WUNRN

http://www.wunrn.com

 

http://www.nytimes.com/2015/04/29/world/asia/indonesia-execution.html?emc=edit_na_20150428&nlid=36377513&_r=0

 

INDONESIA EXECUTES 8 CONVICTED ON DRUG CHARGES, BUT MARY JANE VELOSO OF THE PHILIPPINES WAS GIVEN STAY OF EXECUTION

“The authorities granted the stay of execution to Mary Jane Veloso, 30, a Philippine citizen, after the Philippine government requested her assistance in a human trafficking case involving a woman who surrendered to the Philippine police on Tuesday.”

By JOE COCHRANE - APRIL 28, 2015

JAKARTA, Indonesia — Defying international condemnation and rejecting 11th-hour pleas for clemency, the Indonesian government executed eight drug convicts after midnight on Wednesday, including seven foreigners.

But the execution of a ninth convict, scheduled to happen at the same time, was unexpectedly postponed at nearly the last minute, according to the Indonesian attorney general’s office.

The executed prisoners, from Australia, Brazil and Nigeria, along with one Indonesian, were shot by police firing squads at about 12:25 a.m. local time at a site outside the gates of Pasir Putih prison on the island of Nusa Kambangan off the southern coast of Java, according to the attorney general’s office.

The authorities granted the stay of execution to Mary Jane Veloso, 30, a Philippine citizen, after the Philippine government requested her assistance in a human trafficking case involving a woman who surrendered to the Philippine police on Tuesday.

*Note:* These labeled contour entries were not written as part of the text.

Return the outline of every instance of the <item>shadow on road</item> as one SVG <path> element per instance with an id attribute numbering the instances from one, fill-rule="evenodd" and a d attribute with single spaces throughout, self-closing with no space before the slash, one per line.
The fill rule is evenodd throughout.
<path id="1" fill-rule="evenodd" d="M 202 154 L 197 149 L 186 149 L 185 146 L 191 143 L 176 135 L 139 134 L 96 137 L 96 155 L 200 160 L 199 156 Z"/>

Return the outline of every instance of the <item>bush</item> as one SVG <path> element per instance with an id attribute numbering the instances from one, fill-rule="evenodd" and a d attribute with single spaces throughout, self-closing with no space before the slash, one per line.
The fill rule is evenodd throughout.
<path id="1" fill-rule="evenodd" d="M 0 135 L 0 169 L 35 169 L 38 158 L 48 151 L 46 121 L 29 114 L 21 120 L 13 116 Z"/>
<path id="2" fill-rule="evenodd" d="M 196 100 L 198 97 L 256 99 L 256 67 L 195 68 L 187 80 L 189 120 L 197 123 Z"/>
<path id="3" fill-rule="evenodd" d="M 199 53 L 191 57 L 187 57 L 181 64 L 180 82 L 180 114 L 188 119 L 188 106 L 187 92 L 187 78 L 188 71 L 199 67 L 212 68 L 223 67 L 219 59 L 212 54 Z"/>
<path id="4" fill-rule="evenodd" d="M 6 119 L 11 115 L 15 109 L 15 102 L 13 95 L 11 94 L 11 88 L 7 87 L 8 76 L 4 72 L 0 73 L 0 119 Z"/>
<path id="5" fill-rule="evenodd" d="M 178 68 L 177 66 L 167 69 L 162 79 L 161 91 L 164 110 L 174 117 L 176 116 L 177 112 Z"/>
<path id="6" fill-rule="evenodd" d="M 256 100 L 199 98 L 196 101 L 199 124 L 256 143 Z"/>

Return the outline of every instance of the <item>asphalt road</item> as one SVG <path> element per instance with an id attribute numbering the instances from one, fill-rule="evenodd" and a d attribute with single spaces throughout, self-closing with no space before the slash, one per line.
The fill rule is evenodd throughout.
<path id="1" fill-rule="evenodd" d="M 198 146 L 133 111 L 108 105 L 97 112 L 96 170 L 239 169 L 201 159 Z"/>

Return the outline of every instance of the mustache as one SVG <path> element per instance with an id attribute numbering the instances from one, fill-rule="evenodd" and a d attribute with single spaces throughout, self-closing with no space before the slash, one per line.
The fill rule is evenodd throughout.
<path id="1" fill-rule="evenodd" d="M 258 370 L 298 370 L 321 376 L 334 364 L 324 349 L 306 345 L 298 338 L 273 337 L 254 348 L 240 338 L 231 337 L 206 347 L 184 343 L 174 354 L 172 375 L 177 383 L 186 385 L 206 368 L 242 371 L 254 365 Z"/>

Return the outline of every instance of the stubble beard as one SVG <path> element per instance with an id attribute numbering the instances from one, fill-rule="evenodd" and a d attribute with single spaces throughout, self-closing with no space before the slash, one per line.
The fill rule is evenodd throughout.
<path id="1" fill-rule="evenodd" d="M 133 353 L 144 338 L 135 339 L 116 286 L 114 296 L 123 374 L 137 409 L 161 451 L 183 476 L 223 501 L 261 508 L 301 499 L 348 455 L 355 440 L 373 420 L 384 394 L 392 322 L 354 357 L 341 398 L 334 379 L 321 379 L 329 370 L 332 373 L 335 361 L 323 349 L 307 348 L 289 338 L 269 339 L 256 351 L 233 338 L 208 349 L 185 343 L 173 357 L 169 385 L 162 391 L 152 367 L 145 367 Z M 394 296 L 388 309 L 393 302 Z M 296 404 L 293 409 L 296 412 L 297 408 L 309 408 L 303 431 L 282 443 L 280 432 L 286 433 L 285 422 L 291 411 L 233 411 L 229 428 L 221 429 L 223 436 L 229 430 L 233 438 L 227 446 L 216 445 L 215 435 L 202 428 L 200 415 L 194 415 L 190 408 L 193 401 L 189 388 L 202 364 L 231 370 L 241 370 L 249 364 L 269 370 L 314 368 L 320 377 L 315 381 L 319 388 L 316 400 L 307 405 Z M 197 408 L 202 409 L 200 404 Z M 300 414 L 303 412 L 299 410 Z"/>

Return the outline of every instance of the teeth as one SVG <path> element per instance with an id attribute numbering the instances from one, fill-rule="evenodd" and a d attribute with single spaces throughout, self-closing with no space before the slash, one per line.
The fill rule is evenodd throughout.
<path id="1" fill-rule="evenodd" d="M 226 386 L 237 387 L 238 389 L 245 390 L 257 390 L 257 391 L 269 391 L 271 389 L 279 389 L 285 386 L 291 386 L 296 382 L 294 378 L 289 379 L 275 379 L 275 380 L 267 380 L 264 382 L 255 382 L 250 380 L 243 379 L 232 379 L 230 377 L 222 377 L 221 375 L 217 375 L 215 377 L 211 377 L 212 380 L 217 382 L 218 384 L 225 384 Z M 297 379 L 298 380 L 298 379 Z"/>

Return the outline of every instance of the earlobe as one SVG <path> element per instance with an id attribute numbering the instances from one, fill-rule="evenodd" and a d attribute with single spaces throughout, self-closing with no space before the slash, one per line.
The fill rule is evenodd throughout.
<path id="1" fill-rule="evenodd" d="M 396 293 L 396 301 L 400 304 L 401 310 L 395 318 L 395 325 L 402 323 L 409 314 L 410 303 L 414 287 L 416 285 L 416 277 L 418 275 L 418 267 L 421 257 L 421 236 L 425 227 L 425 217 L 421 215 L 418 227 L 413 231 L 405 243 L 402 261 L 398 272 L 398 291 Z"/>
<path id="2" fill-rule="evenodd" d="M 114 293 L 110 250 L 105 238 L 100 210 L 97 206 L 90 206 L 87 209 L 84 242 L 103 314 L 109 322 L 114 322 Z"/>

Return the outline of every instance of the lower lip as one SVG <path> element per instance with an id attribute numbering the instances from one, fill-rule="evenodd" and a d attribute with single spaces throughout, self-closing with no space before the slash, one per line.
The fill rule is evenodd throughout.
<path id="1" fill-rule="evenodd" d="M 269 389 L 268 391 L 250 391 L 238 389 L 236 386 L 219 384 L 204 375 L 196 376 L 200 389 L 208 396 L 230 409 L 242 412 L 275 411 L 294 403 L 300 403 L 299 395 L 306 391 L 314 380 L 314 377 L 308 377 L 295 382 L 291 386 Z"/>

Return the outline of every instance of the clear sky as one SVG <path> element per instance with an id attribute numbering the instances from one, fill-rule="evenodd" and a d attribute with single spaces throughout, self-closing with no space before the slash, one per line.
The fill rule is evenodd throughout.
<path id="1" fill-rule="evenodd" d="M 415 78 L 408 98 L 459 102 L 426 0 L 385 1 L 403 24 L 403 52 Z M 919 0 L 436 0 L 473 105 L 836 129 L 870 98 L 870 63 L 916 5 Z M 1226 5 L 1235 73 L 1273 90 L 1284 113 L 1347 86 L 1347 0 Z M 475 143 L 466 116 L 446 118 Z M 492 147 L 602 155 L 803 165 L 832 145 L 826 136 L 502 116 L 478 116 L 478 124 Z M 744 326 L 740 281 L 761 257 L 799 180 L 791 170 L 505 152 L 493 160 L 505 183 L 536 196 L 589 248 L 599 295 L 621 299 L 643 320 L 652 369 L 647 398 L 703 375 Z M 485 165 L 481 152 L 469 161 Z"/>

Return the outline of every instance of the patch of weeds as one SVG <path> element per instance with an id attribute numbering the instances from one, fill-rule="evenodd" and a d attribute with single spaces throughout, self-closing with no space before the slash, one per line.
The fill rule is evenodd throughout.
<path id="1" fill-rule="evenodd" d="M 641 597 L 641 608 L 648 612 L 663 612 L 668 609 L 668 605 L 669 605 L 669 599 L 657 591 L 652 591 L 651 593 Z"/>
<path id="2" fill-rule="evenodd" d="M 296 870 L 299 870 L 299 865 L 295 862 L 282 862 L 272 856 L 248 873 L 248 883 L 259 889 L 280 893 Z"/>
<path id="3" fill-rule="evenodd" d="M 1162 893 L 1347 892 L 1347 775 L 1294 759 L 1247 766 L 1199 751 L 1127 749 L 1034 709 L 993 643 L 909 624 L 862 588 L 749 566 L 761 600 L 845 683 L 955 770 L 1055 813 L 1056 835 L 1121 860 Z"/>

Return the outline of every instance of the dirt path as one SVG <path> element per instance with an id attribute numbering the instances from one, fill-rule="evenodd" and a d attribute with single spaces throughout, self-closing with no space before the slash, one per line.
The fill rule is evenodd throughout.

“An alleged perpetrator of human trafficking gave herself up, and Mary Jane’s testimony is needed,” Tony Spontana, a spokesman for the Indonesian attorney general, wrote in a text message shortly after the executions were carried out. “Eight people were executed, but not Mary Jane,” he wrote.

Ms. Veloso’s family maintains that she was duped by a drug syndicate into flying to Indonesia in 2010 with more than 5 pounds of heroin hidden in a suitcase. President Benigno Aquino III of the Philippines had repeatedly appealed for her to be spared. The woman who surrendered to the Philippine police on Tuesday was identified as one of those who recruited Ms. Veloso.

Relatives and friends of the condemned paid them final visits on Tuesday, but were not allowed by the Indonesian authorities to witness the executions.

Shortly after midnight Tuesday, mourners in the port town of Cilacap, which is the access point to the prison island, held a candlelight vigil for the condemned prisoners that was televised.

The mass execution was the second in Indonesia this year. In January, five foreign drug convicts and one Indonesian convicted of murder were shot by firing squads on the island.

On Saturday, the attorney general’s office gave 72 hours’ notice to the latest group of condemned prisoners, their legal teams and their respective embassies that the executions would be carried out.

On Monday, an Australian prisoner, Andrew Chan, married his Indonesian fiancée in a small wedding ceremony at the prison.